The UAE’s electricity demand projections are staggering. Based on future development plans, the current installed capacity of energy will need to double by 2015. The amount of energy the UAE consumes is set to treble by 2020 – a reflection of a very energy-intensive lifestyle. Even as the energy-producing Middle East sells its wares in lucrative global markets, the UAE looks set to suffer from the resulting demand and price rise.
The UAE has one of the highest per capita gas consumption rates in the world. Until recently, the assumption was that demand growth would be met by creating additional generation capacity, fed by limitless gas resources. Governments in the region acted in line, seeking to locate energy intensive industries such as aluminium smelting and sponsoring the building boom.


However, a significant shift occurred in the past year.

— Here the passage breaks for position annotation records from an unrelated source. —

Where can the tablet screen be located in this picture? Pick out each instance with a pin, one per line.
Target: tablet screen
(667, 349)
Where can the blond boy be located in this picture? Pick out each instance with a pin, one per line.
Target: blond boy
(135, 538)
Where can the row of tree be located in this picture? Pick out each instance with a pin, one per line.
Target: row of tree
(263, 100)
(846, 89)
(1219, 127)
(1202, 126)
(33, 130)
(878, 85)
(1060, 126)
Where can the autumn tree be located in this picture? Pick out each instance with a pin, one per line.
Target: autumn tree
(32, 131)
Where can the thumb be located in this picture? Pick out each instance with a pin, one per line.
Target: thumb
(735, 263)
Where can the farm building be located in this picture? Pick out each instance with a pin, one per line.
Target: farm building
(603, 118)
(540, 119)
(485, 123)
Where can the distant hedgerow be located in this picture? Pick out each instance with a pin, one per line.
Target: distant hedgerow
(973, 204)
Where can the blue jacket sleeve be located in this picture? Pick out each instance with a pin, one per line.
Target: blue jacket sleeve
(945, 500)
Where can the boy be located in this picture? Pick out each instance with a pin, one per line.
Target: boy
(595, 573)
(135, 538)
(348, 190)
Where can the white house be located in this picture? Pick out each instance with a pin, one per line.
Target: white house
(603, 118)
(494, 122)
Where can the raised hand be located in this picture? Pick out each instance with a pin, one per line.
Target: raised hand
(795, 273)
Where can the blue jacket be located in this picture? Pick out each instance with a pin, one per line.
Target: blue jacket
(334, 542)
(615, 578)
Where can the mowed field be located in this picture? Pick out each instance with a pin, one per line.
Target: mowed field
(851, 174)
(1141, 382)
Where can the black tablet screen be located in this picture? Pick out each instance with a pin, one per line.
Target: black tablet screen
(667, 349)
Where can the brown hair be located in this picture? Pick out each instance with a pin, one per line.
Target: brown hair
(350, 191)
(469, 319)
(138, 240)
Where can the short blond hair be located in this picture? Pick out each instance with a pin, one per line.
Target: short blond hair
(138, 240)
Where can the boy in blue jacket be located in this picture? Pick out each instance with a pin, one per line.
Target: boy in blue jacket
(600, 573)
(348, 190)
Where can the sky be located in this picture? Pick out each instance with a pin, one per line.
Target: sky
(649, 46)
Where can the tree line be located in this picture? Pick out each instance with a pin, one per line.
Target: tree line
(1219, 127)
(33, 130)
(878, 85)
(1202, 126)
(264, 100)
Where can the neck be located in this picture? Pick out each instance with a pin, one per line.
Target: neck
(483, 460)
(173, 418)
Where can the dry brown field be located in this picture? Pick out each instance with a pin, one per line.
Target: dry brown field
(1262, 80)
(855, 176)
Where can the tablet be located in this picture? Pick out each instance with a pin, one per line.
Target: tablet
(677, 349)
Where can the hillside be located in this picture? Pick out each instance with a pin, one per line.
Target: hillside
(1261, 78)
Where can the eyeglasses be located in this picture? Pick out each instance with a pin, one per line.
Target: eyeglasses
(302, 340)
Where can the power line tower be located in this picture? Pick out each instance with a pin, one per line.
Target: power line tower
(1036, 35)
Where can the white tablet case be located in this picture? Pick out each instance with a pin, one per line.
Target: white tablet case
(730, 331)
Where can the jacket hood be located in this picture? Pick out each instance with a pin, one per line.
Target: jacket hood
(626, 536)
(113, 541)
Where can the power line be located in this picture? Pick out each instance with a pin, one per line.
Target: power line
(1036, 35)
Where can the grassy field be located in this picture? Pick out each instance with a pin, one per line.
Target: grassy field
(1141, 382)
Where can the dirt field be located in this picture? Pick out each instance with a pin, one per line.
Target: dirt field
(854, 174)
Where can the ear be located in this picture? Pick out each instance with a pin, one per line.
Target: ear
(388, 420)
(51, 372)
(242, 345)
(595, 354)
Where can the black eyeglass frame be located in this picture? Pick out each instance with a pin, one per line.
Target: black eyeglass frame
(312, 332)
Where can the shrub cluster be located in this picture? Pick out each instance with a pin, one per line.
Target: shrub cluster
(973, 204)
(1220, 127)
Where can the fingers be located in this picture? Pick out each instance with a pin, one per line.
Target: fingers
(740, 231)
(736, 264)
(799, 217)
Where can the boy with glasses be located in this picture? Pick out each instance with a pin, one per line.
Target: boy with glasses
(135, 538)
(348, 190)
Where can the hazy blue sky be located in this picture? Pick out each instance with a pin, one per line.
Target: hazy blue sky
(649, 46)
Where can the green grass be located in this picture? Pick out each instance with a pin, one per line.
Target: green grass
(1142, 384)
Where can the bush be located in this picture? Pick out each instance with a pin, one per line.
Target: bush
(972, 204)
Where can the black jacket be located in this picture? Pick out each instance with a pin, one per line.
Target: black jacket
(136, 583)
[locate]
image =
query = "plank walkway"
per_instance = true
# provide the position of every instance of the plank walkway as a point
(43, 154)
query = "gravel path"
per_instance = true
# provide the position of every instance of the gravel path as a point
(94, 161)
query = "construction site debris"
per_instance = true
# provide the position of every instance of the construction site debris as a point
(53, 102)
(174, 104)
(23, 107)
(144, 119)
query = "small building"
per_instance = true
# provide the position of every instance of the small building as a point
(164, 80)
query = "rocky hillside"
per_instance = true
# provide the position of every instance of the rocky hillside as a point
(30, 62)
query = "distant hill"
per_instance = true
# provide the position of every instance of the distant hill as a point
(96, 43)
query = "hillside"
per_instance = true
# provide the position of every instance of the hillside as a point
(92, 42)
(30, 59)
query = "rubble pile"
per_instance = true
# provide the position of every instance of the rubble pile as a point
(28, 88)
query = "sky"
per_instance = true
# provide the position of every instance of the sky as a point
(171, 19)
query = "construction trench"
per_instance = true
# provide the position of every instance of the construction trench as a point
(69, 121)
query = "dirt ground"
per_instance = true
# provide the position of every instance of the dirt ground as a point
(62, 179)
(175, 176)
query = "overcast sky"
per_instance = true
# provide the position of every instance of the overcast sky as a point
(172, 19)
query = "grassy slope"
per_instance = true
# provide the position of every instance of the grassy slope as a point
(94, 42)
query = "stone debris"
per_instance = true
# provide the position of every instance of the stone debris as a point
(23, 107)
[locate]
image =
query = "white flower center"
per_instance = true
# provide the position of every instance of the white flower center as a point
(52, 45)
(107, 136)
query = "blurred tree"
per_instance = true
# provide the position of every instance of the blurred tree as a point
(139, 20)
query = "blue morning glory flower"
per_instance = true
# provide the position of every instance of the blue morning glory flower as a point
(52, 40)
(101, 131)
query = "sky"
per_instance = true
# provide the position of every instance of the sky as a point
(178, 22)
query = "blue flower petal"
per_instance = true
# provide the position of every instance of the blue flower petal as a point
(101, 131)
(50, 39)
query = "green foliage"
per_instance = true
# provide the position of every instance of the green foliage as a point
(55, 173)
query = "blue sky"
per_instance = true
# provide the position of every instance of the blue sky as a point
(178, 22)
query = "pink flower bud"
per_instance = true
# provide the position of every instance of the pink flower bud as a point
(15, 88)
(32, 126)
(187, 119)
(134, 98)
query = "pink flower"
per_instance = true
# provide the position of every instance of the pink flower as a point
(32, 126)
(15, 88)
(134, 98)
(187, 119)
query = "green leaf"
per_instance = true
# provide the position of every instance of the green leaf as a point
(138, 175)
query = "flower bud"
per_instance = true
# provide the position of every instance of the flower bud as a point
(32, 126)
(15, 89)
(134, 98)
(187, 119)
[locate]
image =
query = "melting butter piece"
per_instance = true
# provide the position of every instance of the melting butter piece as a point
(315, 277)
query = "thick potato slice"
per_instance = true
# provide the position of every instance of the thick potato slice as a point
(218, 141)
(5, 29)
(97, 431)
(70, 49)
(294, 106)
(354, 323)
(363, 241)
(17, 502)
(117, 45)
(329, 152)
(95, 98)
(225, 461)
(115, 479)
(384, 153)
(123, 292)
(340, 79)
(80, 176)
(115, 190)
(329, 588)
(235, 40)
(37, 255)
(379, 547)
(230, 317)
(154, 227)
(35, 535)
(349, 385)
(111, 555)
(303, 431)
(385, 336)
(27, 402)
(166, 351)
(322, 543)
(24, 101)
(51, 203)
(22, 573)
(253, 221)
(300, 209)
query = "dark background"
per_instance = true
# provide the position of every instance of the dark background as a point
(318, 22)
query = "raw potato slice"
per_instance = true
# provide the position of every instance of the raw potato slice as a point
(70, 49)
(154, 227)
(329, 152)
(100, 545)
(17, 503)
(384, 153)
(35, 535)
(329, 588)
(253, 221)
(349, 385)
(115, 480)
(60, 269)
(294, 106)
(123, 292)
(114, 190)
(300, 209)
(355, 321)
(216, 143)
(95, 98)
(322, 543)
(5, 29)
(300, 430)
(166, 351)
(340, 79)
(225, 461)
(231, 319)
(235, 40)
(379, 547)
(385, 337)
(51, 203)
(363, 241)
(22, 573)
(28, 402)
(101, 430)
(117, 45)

Although gas, the principal fuel for power generation and desalination, is abundant in the region, the assumption that it would flow as a cheap resource to underpin the UAE’s growth no longer makes sense.


Abu Dhabi’s gas is increasingly used in the oil recovery process. Using this gas for electricity generation instead could cost millions of barrels of oil left unrecovered. Abu Dhabi’s untapped Shah Field gas resource can produce the equivalent of 50 per cent of current UAE consumption. However, this resource is earmarked for supporting the oil recovery process. Furthermore, the gas has a high content of sulphur which has to be removed at a cost nearly equivalent to the current wholesale price.